I have also had the fortune to experience several of his works in progress, including Fairfield, as well as seeing the CPH premiere production in 2015. In the spirit of #NewDayNewPlay, however, I did re-read it before writing my recommendation!
Fairfield takes place in an inner-ring suburb somewhere in the United States. Except the only city like this one in the United States in Cleveland Heights, a magical fantasyland where an almost equal number of white people and black people (and a not insignificant number of Jewish people) live side-by-side and get into heated arguments about race and racism and yet never actually set fire to anything and we don't leave because we love it here. Except for all the racism.
Fairfield (Cleveland Play House, 2015) |
Coble has an incomparable way of taking difficult contemporary issues to outrageously hilarious extremes, and Fairfield is a classic example of this. He explodes modern conversations about race, while still presenting engaging and (with one obvious exception) sympathetic, well-meaning, occasionally delusional characters who truly want to do the right thing, even if they only help make everything spin more wildly out of control.
As one of the parents whose children attend Fairfield might say, Eric Coble knows how to "use his words."
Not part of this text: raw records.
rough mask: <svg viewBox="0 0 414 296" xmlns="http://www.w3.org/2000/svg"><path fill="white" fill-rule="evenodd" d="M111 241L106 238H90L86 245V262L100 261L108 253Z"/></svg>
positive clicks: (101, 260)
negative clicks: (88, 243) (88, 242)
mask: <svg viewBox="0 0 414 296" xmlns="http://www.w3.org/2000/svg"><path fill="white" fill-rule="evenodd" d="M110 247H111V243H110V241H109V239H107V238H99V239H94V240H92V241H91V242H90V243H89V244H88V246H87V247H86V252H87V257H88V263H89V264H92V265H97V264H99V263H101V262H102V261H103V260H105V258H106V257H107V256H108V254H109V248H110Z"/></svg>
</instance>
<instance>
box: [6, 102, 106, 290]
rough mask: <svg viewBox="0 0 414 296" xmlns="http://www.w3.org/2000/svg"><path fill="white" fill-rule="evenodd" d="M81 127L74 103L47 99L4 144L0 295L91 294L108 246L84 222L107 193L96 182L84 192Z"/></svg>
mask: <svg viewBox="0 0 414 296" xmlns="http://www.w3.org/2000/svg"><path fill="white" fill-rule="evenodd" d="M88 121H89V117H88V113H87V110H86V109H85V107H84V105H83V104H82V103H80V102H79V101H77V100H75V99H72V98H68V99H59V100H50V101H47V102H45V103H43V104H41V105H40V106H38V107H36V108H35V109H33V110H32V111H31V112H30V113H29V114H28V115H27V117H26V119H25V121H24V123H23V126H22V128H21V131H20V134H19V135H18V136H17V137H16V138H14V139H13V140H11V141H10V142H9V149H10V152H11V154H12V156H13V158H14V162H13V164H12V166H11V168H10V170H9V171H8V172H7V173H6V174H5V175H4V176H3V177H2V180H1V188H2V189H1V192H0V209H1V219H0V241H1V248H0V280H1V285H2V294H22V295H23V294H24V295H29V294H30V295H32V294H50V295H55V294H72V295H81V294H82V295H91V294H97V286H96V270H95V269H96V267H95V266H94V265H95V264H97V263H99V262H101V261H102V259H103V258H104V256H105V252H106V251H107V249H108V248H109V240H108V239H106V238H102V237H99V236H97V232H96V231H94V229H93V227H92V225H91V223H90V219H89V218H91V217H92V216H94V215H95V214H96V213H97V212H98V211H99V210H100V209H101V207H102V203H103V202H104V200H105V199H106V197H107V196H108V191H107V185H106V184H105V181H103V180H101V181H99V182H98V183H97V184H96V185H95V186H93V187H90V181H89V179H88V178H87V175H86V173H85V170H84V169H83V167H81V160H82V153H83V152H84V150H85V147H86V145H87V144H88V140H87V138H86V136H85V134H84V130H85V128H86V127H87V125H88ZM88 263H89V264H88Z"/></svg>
This month I have been heartened to read thirty great works by thirty tremendous playwrights. So many of them were recommended to me by other playwrights, dedicated individuals who proudly promote each other's work.
I am taking a short break from writing, however, as I concentrate on an outdoor, summer production of Shakespeare's Troilus and Cressida. Perhaps I will see you there!
Eric Coble is currently developing his new play, "The Girl Who Swallowed a Cactus" at the New Visions/New Voices Festival at the Kennedy Center in Washington, D.C.